Слова Филомены подействовали на всех успокоительно, и тут же было решено подозвать молодых людей, сказать о своих намерениях и попросить об одолжении составить им компанию. Пампинея, приходившаяся одному из молодых людей родственницей, нимало не медля встала, направилась к юношам, стоявшим поодаль и смотревшим на девушек, приветливо с ними поздоровалась и, сообщив о своем решении, от имени всех своих подруг обратилась с просьбой – из самых чистых, братских побуждений составить им, если возможно, компанию.
Молодые люди подумали сперва, что она над ними смеется; как же скоро они уверились, что это не шутки, то с радостью изъявили свою готовность и, чтобы не откладывать этого дела, условились, прежде чем разойтись, что нужно взять с собою в дорогу.

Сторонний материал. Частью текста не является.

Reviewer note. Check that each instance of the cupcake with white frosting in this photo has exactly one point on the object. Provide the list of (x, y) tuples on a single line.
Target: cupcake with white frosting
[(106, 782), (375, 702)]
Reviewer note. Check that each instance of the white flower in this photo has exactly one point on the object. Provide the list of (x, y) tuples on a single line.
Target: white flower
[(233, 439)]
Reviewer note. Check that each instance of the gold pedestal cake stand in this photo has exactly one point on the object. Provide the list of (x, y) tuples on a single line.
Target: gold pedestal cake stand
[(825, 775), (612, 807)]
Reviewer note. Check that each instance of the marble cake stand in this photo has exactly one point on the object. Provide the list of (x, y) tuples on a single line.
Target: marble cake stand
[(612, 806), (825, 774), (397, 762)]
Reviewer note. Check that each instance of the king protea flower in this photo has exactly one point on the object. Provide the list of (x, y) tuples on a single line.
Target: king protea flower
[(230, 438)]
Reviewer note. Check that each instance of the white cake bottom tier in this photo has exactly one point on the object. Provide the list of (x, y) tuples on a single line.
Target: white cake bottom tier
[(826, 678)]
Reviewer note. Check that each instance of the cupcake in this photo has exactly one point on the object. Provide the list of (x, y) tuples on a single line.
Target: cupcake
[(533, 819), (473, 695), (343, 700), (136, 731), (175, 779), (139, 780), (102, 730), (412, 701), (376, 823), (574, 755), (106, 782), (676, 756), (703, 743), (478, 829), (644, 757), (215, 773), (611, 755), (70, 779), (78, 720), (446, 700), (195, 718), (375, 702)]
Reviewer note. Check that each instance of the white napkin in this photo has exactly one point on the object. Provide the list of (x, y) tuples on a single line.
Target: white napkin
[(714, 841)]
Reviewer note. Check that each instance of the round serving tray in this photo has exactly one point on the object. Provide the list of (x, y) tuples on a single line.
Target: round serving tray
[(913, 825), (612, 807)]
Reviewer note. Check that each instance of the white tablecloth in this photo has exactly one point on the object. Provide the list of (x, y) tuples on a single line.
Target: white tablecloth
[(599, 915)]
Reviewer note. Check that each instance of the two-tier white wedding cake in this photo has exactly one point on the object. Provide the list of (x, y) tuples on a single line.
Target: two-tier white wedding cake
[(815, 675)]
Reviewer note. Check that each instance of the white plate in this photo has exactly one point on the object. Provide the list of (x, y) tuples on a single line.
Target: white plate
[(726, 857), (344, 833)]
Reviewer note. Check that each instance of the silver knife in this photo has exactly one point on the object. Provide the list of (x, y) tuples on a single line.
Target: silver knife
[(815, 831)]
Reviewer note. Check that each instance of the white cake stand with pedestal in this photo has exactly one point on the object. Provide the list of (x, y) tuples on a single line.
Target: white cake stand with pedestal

Приказав начать сборы и послав нарочного туда, где они намерены были расположиться, на рассвете следующего дня, а именно – в среду, девушки в сопровождении нескольких служанок и трое молодых людей с тремя слугами оставили город. Какие-нибудь две мили[7] – и вот они уже в том месте,[8] где их ожидали. В стороне от проезжей дороги глазам их представилась горка, поросшая разнообразною растительностью, увеселявшею взор яркою своею зеленью. На горке стоял дворец с красивым, просторным внутренним двором, с лоджиями, с анфиладой зал и комнат, являвших собой – каждая в своем роде – чудо искусства и украшенных радовавшими глаз дивными картинами, с лужайками и роскошными садами, разбитыми вокруг, с колодцами, откуда брали чистую воду, с погребами, где было полно дорогих вин, что, впрочем, более приличествовало записным кутилам, нежели трезвым и благонравным девицам. Прибывшие обнаружили, к немалому своему удовольствию, что во всех комнатах подметено, в спальнях постелены постели, все убрано цветами, какими в это время года были обильны сады, полы устланы тростником.
Когда, тотчас по прибытии, девушки и юноши сели по местам, заговорил Дионео, изо всей компании самый веселый и остроумный:
– Тем, что мы здесь, мы обязаны, сударыни, вашему благоразумию, мы же оказались недостаточно сообразительны. Мне неизвестно, каково в настоящее время течение ваших мыслей, я же свои мысли оставил за воротами города, едва вышел из них вместе с вами. А потому либо давайте вместе со мной развлекаться, петь, забавляться, в зависимости от того, что каждой из вас по душе, либо отпустите меня к моим мыслям в несчастный наш город.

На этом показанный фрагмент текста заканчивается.